I took a break for the last month and a half from this blog, but I am hopeful to start writing again. During the last two months, I have really focused on relaxing as much as possible, when I’m not working. It’s amazing to me how difficult this can be, knowing how and when to balance work and rest. I still feel like I am being lazy when I spend some of my weekends watching movies and spending quality time with loved ones. I have to keep telling myself it’s okay.
I was talking to a career mentor of mine recently. She asked how I was doing, and I answered that I’m really focused on not pushing myself to work too hard these days. That I have spent my life being so achievement-oriented all the time, and it’s hard to take off the brakes from that. I want to be okay with being “good enough” at my job, not over-excelling. But then, I find myself trying to be the “BEST” at being “good enough”… ::sigh:: It’s going to be a difficult habit for me to break.
Habits, in general, can be difficult to break and also difficult to begin. For example, right now, I am trying to get back into exercising again. I want to make it a habit. It USED to be a habit for me. From 2014 until 2020, I exercised 4-6 days a week, without fail. I followed my exercise schedule EXACTLY. Even if I was sick that day, I would still get myself dressed and go into my exercise room in my home and do some stretches, just move my body a little. People sometimes asked me how I could be so diligent. I answered that it was simple – I just made it “not an option” to NOT exercise. Just like brushing my teeth, exercise was part of my regular ritual. “Not feeling like exercising today” simply was not something that I could even consider.
I was so obsessive about my need to exercise that I did not understand people who did not do it. For me, it was a necessity to my mental and emotional well-being. I remember, once, I was careless and tripped and almost fell down the stairs at my home, and while I fortunately did not hurt myself, I ALMOST hurt myself badly. And the only thing that passed through my mind after was, “OMG – what if I had gotten hurt and then couldn’t exercise for a while?
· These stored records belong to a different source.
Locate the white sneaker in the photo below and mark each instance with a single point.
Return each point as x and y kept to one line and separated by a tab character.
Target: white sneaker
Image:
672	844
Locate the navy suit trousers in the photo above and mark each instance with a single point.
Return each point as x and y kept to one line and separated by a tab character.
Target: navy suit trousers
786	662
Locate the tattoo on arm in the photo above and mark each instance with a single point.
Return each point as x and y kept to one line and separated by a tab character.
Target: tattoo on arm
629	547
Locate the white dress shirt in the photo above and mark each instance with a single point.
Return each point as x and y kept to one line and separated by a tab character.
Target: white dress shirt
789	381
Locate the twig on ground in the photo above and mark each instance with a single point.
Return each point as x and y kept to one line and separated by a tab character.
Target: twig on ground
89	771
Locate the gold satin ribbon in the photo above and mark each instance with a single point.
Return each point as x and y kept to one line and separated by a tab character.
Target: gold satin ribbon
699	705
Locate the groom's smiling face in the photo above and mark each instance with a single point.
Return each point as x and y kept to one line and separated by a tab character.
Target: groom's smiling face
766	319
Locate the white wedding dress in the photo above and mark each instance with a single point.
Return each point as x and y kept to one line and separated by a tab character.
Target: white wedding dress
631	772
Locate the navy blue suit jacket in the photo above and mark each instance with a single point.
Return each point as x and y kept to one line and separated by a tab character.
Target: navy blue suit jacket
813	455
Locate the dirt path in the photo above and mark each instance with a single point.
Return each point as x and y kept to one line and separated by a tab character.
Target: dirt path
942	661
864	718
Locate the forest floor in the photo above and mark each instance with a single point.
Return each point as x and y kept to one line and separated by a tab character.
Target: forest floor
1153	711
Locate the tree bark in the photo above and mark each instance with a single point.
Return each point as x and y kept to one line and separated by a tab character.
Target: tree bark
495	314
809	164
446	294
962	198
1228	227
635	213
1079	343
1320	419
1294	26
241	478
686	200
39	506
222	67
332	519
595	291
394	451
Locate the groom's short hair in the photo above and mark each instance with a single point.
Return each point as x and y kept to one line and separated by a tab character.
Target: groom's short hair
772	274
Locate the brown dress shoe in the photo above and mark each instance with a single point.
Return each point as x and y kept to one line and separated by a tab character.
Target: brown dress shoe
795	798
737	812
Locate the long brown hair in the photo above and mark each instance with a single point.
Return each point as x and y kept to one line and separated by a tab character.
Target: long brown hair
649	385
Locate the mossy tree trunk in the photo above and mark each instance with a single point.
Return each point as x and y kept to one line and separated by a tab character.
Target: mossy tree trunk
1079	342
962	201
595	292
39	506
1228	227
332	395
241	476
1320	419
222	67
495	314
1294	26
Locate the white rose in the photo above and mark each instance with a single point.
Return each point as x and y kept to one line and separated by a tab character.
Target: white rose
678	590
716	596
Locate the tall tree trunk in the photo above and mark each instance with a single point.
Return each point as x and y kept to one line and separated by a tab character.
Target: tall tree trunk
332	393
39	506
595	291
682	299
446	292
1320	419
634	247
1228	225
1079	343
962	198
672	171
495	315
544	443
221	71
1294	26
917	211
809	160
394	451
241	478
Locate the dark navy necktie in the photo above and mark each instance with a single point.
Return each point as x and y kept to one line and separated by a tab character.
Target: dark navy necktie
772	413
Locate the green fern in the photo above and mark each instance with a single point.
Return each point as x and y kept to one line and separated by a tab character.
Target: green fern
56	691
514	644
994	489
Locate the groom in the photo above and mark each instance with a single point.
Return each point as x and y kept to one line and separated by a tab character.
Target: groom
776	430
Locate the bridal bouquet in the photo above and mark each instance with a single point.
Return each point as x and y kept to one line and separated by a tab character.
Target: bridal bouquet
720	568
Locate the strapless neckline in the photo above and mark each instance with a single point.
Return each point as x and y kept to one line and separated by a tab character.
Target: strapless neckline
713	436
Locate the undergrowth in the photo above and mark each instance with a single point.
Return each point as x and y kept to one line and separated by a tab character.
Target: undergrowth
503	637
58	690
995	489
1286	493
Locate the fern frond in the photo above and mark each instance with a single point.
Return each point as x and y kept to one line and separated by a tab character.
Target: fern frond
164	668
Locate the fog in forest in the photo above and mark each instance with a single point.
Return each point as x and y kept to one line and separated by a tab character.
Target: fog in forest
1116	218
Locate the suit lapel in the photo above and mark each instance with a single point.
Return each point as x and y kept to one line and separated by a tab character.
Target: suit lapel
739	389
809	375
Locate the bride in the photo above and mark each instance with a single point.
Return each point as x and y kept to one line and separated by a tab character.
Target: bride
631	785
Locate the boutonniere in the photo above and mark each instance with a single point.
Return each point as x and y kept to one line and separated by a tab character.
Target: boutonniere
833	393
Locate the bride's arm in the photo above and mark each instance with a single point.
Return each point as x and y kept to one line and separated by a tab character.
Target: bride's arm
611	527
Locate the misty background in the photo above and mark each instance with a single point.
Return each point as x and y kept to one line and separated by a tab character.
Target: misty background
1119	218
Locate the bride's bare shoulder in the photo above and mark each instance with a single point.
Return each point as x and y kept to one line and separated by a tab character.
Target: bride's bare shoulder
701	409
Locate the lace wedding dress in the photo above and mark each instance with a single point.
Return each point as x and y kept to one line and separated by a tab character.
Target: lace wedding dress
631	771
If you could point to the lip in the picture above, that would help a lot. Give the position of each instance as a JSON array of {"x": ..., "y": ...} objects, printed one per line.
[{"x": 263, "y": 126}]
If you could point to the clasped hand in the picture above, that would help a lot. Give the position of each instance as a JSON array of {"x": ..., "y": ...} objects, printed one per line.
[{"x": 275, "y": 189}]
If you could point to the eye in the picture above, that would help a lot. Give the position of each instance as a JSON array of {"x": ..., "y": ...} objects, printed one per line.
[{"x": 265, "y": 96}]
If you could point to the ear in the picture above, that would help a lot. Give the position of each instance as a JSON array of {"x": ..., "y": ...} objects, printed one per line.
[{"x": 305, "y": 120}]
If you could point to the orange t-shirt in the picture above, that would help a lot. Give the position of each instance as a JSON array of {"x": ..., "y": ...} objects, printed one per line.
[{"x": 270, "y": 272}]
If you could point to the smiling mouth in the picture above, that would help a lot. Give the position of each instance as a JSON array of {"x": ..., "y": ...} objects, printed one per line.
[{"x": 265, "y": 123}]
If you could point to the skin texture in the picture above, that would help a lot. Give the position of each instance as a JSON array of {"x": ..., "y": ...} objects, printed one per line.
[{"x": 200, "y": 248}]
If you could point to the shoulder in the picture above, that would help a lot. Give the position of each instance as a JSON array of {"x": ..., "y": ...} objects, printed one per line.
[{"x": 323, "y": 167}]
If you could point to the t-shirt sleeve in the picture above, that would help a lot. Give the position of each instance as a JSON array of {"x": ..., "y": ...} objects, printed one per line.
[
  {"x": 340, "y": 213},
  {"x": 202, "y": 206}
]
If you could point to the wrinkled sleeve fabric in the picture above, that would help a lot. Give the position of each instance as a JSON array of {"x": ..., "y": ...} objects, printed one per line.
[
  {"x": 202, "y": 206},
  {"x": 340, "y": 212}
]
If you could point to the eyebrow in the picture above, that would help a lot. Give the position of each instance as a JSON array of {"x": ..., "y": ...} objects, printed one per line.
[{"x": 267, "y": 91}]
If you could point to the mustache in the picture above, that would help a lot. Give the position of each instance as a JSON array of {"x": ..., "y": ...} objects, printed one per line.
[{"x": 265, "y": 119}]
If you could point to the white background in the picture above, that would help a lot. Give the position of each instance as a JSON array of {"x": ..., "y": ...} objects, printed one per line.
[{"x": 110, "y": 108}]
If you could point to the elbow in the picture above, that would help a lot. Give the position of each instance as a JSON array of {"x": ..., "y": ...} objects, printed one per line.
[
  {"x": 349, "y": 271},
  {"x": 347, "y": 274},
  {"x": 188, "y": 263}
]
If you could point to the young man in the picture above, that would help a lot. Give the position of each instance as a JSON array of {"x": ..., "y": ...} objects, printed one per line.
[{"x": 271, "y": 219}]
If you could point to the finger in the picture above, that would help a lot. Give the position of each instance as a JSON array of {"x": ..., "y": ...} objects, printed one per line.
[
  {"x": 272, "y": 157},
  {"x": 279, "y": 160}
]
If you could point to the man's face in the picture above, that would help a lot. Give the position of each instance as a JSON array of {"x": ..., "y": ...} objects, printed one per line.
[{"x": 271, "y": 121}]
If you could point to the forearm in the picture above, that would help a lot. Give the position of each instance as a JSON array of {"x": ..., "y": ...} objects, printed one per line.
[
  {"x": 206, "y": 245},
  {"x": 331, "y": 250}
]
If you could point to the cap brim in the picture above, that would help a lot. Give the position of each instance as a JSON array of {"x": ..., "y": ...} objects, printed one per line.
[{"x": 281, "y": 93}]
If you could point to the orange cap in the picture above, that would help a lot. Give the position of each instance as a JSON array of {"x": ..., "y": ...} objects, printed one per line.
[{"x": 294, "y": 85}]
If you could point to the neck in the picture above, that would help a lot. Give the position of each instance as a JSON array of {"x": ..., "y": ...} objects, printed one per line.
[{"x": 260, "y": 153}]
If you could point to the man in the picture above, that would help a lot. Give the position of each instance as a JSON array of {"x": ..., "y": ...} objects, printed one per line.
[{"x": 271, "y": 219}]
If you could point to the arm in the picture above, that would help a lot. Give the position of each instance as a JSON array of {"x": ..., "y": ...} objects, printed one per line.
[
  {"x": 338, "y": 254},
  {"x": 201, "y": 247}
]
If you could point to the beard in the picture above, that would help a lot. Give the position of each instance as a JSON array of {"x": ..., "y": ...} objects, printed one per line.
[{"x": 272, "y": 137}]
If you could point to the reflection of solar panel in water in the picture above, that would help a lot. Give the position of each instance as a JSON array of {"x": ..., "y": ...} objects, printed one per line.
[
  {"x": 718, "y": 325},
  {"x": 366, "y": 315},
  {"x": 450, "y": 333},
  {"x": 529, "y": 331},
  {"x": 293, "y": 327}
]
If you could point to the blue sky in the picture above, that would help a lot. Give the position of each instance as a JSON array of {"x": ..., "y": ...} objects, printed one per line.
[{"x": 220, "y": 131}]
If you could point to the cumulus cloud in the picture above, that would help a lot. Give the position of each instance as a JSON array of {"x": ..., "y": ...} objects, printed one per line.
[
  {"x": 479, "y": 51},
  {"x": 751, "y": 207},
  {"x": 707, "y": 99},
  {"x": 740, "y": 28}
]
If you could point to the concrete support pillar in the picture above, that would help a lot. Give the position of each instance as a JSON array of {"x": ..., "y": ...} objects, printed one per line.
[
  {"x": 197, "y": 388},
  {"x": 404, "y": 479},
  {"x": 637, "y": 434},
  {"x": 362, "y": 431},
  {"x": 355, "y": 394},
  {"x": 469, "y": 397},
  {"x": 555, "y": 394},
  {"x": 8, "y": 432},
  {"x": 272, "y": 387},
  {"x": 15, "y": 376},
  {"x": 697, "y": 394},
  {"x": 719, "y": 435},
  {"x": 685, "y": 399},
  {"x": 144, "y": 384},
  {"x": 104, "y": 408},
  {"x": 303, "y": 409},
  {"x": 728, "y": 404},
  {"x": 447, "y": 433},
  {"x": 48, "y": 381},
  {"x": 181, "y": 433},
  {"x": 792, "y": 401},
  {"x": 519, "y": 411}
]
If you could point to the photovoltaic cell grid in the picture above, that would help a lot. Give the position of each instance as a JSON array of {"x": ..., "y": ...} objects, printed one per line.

That would be HORRIBLE.”
But that was back then. This is now. And once 2020 hit, exercise took a back seat in my life. Despite the fact that I didn’t have the excuse that my gym was closed. My gym is IN MY HOME. I occasionally exercised, maybe 2-3 times a week, but not intensely, just barely going through the motions. And then in 2021, things got worse. I still sometimes exercised, but it was random. I told myself that I needed to focus more on being gentle with myself, not pushing myself so much. And so exercise was no longer a habit.
I’m trying to make it a habit again, and it confuses me why it is so difficult. I know in my head that our bodies are built to move, that our physical vessels do need regular movement to optimally function. I know how good I used to feel after exercising. And yet, I sit here in my chair all day long sitting at a desk looking at a computer and working. And writing about how I really need to exercise. What the hell.
Well, I’m determined to make it a habit again, eventually. But I will be gentle with myself if it takes me some time to get there.